A Medieval Mural painted by Master and Apprentices for the Nuova Porziuncola, San Francisco
This soaring interior mural in a San Francisco, California Shrine makes use of the decorative elements of the school of Giotto which are original to the 13th century early gothic-style church, Basilica di Santa Chiara in Assisi, Italy.
The San Francisco Shrine is a Holy Site for all nationalities and faiths and was envisioned and built by Angela Alioto, reknown native San Francisco Stateswoman and of Italian heritage. Craftsmen and craftswomen of international stature were assembled to create a reproduction of the Italian stone chapel, in Assisi which St. Francis called “Porziuncola,” or “little portion.” Together with Dr. Elisa Stephens, President of the Academy of Art University of San Francisco, Ms. Alioto also envisioned young artists assisting in painting the church, as in the Middle Ages. A generous gift of a student mural was made by Dr. Stephens.

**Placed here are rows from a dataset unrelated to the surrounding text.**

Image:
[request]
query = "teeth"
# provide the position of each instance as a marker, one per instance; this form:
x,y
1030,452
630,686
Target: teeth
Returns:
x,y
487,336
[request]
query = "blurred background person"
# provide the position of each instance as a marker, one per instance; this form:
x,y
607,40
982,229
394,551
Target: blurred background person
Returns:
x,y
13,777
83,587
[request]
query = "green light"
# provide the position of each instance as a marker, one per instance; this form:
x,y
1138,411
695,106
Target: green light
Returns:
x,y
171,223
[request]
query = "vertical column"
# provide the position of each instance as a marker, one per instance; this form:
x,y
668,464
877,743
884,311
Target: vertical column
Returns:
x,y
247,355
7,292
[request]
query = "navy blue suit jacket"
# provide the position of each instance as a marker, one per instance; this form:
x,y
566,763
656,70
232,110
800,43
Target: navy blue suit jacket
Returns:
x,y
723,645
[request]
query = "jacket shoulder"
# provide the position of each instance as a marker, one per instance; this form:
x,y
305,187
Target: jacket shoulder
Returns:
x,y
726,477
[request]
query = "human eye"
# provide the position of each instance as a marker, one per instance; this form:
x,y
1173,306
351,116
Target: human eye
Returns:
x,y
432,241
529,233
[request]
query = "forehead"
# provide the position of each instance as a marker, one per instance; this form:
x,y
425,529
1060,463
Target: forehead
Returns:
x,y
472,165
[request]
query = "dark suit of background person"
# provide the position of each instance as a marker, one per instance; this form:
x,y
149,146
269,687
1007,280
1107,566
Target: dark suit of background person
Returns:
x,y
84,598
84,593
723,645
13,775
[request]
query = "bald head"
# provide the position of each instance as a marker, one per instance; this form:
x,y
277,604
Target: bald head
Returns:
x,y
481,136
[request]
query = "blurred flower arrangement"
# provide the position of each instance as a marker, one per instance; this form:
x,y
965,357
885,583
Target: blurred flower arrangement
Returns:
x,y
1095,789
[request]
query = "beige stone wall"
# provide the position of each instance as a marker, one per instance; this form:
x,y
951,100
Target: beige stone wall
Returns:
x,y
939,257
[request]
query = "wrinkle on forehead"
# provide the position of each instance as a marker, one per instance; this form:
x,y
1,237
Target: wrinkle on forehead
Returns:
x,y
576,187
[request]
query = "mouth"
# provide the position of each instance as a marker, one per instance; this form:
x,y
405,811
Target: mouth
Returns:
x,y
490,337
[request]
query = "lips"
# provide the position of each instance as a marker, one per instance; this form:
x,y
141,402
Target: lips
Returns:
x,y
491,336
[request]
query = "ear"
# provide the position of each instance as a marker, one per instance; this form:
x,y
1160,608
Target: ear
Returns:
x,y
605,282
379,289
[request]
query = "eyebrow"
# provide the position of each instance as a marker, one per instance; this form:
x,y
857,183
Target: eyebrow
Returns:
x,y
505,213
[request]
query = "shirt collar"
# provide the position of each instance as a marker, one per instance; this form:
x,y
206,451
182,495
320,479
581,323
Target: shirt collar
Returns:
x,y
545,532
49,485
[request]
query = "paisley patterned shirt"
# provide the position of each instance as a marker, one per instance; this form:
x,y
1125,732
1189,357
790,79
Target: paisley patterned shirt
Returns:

In keeping with the Medieval guild system by which apprentices learned their craft by working under a master before setting up on their own, a volunteer group of six Master of Fine Art students from the Academy of Art University, San Francisco, signed on to work under the direction of Master Muralist Angela Tirrell. The group created a medieval style mural using decoration from the birth region of St. Frances.
The mural group researched the rich decorative elements framing fresco cycles of St. Francis’ life and created a digital elevation of the mural wall. Next, paper templates were made of intricate banding and gold leaf samples were made of elements such as the sun, symbolizing Saint Francis, and the moon, symbolizing his sister Saint Claire and 33 stars symbolizing the age of Christ at his crucifixion. The paper templates were affixed to the mural wall in the order the viewer now sees, and having finalized the scale of all elements the students created durable cloth templates and transferred the hundreds of geometric shapes onto the wall surface, then proceeding with the meticulous hand painting and leafing. The research stage and ensuing mural process was documented through complex creative stages by site Photographer Jorge Lavorerio.
Countless hours were given to painting in meditative silence and a strong bond grew between the group of artists. The creation of this mysterious and hallowed mural is in homage to the gentle man, friend to all, Saint Francis of Assisi.